Taking the heat (and returning the favor)

While batteries are good for eking a little more life out of your unplugged laptop or contributing a few extra hours of energy to the inevitable evening electricity spike, eventually power systems will need to add technologies that can provide steady, cheap electricity over the course of the day, or even many days.

One potential solution is thermal storage—variations of which have reached the commercial stage in sites across the globe. In general, thermal storage means using excess energy to heat up a large mass, and later converting that heat energy to electricity as needed. In some of the most sophisticated setups, concentrated solar power is used to melt salt, which is then used to produce steam to generate electricity at non-peak hours. In other versions, tanks of water, beds of particles like sand, or even a large concrete block are heated up instead of salt. Several of our mechanical engineering researchers, including Wagner, Assistant Professor Allison Mahvi, Consolidated Papers Associate Professor Mark Anderson, William A. and Irene Ouweneel-Bascom Professor Greg Nellis, and Professor Doug Reindl, are involved in research to realize and improve these processes.

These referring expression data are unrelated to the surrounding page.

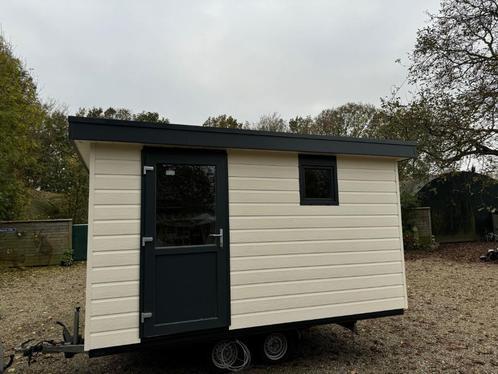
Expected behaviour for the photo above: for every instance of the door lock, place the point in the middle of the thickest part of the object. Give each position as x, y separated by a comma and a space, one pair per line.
219, 235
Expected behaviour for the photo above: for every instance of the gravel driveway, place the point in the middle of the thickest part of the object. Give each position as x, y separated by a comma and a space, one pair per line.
451, 325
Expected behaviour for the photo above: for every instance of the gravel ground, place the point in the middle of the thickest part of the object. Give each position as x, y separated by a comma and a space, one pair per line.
451, 324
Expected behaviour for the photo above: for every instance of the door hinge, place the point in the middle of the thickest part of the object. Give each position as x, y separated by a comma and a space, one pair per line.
148, 168
146, 239
145, 315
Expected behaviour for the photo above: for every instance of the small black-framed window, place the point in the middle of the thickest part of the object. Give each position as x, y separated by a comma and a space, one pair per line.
318, 180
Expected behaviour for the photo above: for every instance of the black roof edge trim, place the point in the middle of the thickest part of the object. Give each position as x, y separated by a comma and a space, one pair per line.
98, 129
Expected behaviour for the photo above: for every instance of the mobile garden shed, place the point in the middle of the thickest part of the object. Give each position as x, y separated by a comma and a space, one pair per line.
196, 231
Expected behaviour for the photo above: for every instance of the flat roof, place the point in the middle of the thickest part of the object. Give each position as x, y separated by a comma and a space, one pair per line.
99, 129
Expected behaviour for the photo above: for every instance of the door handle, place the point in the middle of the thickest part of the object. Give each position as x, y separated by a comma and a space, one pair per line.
219, 235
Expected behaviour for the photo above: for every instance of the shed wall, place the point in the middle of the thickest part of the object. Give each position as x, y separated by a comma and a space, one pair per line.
112, 307
291, 262
288, 262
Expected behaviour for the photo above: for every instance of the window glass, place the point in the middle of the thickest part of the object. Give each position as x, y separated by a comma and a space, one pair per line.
317, 182
185, 204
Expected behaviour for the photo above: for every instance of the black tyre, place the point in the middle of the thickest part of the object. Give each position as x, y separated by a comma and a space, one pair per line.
276, 347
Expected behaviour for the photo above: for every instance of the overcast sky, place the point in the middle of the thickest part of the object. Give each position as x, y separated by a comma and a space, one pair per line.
192, 59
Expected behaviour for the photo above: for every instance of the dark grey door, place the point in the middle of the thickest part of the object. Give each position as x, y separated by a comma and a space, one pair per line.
185, 254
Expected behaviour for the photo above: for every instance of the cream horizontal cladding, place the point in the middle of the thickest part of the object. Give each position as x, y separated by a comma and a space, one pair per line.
112, 309
291, 262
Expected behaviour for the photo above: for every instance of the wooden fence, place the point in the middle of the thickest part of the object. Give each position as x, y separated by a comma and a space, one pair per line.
34, 243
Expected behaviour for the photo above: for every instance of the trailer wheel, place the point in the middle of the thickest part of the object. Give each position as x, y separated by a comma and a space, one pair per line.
232, 355
275, 347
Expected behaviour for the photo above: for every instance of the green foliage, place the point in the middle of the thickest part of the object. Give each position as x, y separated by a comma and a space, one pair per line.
454, 66
351, 119
224, 121
272, 122
122, 114
67, 258
301, 125
20, 115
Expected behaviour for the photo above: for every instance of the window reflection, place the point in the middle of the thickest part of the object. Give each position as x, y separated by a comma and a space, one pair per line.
185, 204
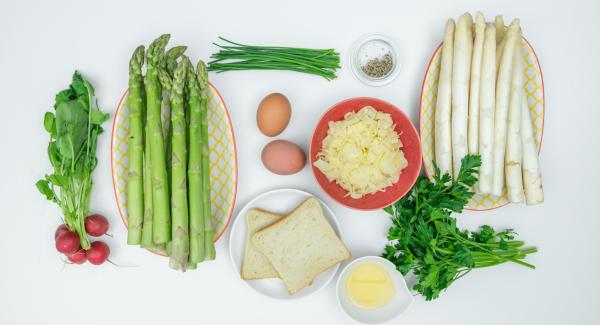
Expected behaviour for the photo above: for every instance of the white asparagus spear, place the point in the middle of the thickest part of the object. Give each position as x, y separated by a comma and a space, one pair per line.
532, 175
499, 51
442, 134
514, 152
502, 101
487, 104
461, 68
473, 125
499, 24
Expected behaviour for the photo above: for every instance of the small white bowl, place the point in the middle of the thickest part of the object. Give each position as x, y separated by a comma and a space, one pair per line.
399, 303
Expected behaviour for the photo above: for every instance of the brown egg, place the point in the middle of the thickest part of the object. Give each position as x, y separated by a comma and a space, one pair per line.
283, 157
273, 114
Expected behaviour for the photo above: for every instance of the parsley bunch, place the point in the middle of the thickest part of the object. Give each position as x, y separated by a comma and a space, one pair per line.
424, 237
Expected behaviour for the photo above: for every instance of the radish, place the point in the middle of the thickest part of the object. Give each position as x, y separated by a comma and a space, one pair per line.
79, 257
67, 243
96, 225
98, 253
60, 230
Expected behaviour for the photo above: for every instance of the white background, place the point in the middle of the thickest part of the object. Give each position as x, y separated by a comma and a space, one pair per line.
41, 43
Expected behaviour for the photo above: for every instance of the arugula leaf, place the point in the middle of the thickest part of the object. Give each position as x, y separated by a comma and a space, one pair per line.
74, 128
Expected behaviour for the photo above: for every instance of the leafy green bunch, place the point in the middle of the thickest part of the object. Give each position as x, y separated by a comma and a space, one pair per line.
424, 237
74, 128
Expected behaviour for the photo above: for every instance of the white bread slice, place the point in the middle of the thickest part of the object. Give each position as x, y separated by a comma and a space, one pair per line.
255, 264
301, 245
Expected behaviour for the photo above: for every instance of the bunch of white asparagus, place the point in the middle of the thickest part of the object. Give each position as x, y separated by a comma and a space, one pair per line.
482, 108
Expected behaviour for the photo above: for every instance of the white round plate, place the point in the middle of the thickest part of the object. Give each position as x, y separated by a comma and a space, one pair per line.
399, 303
281, 201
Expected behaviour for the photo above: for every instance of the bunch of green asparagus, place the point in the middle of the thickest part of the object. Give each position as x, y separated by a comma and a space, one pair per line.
168, 187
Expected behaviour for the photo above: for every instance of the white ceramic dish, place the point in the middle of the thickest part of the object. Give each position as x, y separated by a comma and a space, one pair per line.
401, 301
280, 201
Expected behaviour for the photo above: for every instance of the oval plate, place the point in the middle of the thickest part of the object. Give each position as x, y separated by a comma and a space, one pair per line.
223, 159
534, 88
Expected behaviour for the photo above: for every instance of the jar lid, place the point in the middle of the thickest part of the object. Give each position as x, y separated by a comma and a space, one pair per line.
370, 59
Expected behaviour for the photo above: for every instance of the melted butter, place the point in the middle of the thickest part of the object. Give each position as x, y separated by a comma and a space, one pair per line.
370, 286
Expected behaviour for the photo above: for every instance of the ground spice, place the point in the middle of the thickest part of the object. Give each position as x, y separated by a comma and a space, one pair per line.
378, 67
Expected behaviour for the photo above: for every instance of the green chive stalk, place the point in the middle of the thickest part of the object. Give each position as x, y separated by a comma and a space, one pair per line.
235, 56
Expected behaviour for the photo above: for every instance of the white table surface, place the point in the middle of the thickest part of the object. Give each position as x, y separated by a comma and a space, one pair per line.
41, 43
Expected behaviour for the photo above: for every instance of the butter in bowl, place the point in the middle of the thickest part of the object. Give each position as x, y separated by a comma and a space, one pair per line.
370, 290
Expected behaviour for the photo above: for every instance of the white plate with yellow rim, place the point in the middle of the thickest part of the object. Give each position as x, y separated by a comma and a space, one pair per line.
534, 89
280, 201
223, 158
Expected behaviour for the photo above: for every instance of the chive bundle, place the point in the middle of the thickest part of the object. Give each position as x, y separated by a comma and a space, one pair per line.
236, 56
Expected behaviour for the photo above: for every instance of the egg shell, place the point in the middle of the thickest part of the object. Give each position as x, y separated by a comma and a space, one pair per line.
273, 114
283, 157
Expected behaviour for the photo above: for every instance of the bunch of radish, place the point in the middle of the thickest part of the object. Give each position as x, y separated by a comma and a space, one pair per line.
67, 242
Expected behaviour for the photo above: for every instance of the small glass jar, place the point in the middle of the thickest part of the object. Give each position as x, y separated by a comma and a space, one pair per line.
374, 47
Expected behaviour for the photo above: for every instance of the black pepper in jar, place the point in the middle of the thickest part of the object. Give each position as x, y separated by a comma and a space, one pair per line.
378, 67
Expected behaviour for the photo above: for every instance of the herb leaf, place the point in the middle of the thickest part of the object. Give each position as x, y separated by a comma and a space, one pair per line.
425, 240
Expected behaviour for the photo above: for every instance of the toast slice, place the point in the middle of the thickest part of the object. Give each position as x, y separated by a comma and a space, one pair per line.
255, 264
301, 245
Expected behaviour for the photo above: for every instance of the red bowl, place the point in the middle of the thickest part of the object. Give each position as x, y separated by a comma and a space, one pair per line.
411, 148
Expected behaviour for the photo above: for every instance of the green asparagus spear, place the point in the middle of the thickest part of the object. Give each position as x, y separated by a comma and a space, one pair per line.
147, 240
179, 203
209, 244
171, 56
195, 170
161, 224
135, 202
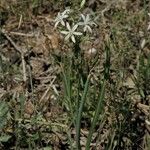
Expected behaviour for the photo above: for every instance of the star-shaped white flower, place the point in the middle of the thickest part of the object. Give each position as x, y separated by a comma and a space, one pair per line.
71, 32
87, 23
60, 19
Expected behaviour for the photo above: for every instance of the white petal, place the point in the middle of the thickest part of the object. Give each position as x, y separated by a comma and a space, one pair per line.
73, 39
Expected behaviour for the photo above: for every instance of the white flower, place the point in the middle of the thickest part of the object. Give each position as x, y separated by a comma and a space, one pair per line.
87, 23
60, 19
71, 32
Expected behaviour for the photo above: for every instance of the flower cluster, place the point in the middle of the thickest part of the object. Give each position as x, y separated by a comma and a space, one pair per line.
63, 19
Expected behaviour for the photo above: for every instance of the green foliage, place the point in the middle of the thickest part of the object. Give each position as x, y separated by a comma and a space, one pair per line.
3, 114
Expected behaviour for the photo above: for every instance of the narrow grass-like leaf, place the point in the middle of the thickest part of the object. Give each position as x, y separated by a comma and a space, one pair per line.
79, 113
101, 98
96, 115
3, 114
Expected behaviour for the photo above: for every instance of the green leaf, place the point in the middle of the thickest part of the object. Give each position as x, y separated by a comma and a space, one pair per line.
4, 138
3, 113
82, 3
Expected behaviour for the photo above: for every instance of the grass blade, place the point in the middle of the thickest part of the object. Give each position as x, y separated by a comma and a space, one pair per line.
79, 113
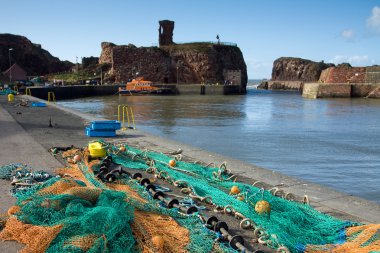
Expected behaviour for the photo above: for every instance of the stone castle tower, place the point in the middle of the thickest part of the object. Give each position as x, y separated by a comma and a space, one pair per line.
165, 32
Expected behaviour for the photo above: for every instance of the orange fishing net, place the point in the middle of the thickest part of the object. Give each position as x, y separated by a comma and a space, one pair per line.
36, 238
360, 239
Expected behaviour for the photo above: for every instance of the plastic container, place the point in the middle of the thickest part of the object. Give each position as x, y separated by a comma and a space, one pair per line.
11, 97
100, 133
105, 125
96, 149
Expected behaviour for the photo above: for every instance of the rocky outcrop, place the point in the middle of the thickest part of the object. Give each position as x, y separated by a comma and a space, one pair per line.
297, 69
106, 54
31, 57
344, 73
182, 63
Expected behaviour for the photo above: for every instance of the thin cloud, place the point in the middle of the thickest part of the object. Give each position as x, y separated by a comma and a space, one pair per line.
348, 34
373, 22
355, 60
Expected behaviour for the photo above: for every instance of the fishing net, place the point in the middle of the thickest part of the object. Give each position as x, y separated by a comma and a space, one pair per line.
77, 212
360, 239
7, 91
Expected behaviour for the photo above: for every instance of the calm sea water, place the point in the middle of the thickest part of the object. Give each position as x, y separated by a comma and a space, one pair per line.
333, 142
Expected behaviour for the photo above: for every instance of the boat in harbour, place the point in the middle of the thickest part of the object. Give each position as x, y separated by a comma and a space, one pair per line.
139, 86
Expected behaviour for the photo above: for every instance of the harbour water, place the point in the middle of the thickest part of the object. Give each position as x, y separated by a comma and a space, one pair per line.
332, 142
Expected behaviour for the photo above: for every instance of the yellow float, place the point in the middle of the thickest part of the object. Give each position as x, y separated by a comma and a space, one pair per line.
234, 190
262, 207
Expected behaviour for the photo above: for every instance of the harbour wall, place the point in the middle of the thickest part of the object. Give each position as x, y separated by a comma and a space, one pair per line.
281, 85
199, 89
68, 129
71, 92
340, 90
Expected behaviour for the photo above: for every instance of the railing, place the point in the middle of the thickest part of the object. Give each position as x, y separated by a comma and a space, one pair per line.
122, 113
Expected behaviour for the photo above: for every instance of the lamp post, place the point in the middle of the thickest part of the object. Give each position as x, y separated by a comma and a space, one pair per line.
10, 65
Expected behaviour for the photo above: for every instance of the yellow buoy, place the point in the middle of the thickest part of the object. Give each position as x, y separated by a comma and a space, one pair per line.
262, 207
241, 198
77, 158
11, 97
172, 163
234, 190
97, 150
158, 242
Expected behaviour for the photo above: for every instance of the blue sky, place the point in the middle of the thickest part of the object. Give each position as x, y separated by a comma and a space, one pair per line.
334, 31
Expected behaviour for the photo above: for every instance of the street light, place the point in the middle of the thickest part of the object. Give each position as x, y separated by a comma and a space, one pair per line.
10, 66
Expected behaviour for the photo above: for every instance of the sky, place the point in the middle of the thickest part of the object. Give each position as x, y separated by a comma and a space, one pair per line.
334, 31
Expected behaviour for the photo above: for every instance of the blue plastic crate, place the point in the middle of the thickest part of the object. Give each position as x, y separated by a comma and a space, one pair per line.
100, 133
38, 104
105, 124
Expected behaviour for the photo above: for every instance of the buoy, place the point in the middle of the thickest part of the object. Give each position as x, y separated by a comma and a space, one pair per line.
172, 163
262, 206
241, 198
13, 210
11, 97
158, 242
235, 190
77, 158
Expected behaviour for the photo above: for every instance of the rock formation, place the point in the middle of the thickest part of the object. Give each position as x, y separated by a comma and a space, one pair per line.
174, 63
344, 73
182, 63
31, 57
297, 69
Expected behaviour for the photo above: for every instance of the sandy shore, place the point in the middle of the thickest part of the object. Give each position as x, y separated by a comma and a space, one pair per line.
26, 137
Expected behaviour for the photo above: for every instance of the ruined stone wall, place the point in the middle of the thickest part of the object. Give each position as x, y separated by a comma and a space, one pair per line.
165, 32
373, 74
182, 64
232, 76
206, 63
344, 74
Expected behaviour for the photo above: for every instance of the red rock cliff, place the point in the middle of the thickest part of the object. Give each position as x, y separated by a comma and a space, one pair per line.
182, 63
31, 57
297, 69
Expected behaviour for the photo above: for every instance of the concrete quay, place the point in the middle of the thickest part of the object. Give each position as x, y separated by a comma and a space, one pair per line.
26, 137
77, 91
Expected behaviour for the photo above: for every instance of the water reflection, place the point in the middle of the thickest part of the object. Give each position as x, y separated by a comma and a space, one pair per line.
335, 142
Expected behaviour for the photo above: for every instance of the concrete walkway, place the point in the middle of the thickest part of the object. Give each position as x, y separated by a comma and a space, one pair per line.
25, 137
17, 146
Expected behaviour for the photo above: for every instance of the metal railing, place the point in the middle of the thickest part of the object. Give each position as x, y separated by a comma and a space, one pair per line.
125, 111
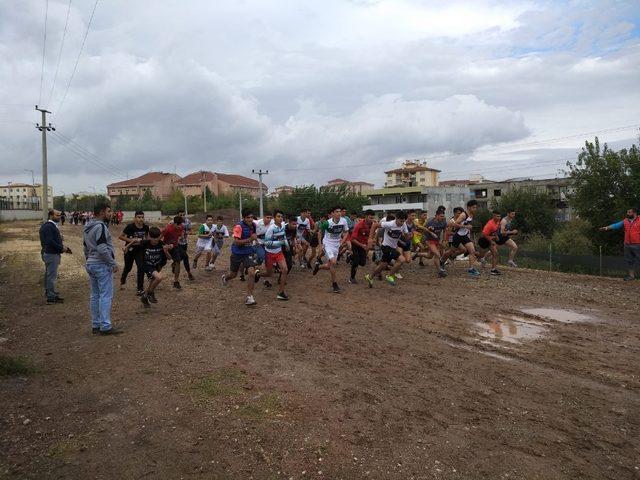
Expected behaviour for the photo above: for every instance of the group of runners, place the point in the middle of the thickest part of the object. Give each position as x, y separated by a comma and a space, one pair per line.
269, 248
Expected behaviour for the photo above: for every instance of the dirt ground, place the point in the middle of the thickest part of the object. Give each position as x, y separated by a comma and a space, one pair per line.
431, 379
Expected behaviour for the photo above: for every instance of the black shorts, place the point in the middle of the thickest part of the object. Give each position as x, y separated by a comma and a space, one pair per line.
177, 253
149, 269
458, 240
244, 261
484, 243
389, 254
358, 256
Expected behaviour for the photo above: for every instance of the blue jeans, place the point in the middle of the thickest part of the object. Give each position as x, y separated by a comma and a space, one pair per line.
51, 263
101, 283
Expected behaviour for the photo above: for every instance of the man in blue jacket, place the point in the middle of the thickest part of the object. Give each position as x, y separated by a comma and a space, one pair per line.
101, 264
52, 249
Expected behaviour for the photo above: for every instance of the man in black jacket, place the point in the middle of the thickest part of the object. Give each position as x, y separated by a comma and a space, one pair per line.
52, 248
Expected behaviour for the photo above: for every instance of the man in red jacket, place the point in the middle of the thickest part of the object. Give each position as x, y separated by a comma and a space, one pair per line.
631, 225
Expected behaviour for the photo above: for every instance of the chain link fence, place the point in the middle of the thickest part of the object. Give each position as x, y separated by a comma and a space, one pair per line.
602, 265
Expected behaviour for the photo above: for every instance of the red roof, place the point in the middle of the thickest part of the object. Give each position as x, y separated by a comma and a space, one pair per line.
196, 178
146, 179
240, 181
419, 168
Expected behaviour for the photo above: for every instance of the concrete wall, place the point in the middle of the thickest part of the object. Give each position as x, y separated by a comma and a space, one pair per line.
149, 216
11, 215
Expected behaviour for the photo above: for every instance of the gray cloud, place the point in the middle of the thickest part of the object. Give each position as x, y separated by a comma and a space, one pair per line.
232, 86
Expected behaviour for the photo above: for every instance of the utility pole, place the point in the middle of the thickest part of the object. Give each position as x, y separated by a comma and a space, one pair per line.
44, 128
260, 173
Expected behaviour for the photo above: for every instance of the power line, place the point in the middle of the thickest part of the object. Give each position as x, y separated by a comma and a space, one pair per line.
44, 47
75, 67
64, 34
89, 155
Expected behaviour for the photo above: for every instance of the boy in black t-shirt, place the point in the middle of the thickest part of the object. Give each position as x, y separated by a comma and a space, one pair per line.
155, 255
132, 251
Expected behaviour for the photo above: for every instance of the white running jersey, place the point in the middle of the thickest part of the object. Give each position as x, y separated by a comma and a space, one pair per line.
464, 230
333, 231
261, 229
392, 233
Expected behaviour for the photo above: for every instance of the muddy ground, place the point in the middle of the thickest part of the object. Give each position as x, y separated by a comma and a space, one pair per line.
432, 379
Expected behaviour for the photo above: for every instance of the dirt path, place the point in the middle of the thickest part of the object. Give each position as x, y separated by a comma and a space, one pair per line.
410, 382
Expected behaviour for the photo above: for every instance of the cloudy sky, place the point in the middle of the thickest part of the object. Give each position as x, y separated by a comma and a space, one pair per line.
314, 90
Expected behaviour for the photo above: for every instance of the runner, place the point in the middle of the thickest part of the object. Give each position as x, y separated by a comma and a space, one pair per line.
171, 236
313, 239
393, 230
133, 253
332, 234
434, 229
487, 242
261, 229
220, 232
291, 232
155, 255
243, 254
461, 241
418, 242
184, 243
275, 241
631, 226
204, 242
304, 234
360, 244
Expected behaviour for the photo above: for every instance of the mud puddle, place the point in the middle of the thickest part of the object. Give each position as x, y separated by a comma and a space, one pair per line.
511, 328
559, 315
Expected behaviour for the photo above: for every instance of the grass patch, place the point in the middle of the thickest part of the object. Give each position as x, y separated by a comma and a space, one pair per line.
264, 407
224, 382
15, 365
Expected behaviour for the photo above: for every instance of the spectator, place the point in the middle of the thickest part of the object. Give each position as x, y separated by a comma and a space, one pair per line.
101, 264
52, 248
631, 226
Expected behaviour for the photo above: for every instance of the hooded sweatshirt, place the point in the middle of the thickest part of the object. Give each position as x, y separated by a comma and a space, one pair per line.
98, 247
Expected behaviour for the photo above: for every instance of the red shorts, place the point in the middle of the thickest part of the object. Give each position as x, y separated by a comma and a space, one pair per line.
273, 258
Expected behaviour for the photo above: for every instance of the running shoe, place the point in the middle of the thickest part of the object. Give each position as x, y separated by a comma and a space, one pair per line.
369, 280
473, 272
145, 301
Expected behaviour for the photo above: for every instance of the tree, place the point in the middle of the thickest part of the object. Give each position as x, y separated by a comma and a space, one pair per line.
605, 184
535, 211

Future prospects, on demand

Wagner says that the energy storage landscape looks promising, and most of these and other storage technologies are well on the road to becoming viable. Instead of competing with one another, he thinks most of these approaches will find niches where they make the most sense—whether that’s storing energy for the grid, use in transportation, as on-site energy for industrial processes, or something else.

Wagner points out that it took about 120 years for coal technology to fully mature during the Industrial Revolution—yet many emerging storage technologies have gone from an idea to a market-ready solution in a fraction of that time. “With energy storage, researchers are now solving problems that are engineering problems, not fundamental problems,” he says. “Energy storage technologies are maturing; researchers are learning how to make cost-effective systems without exotic minerals. I’m optimistic that the current technology options we have available can get us a big step on the way to decarbonization.”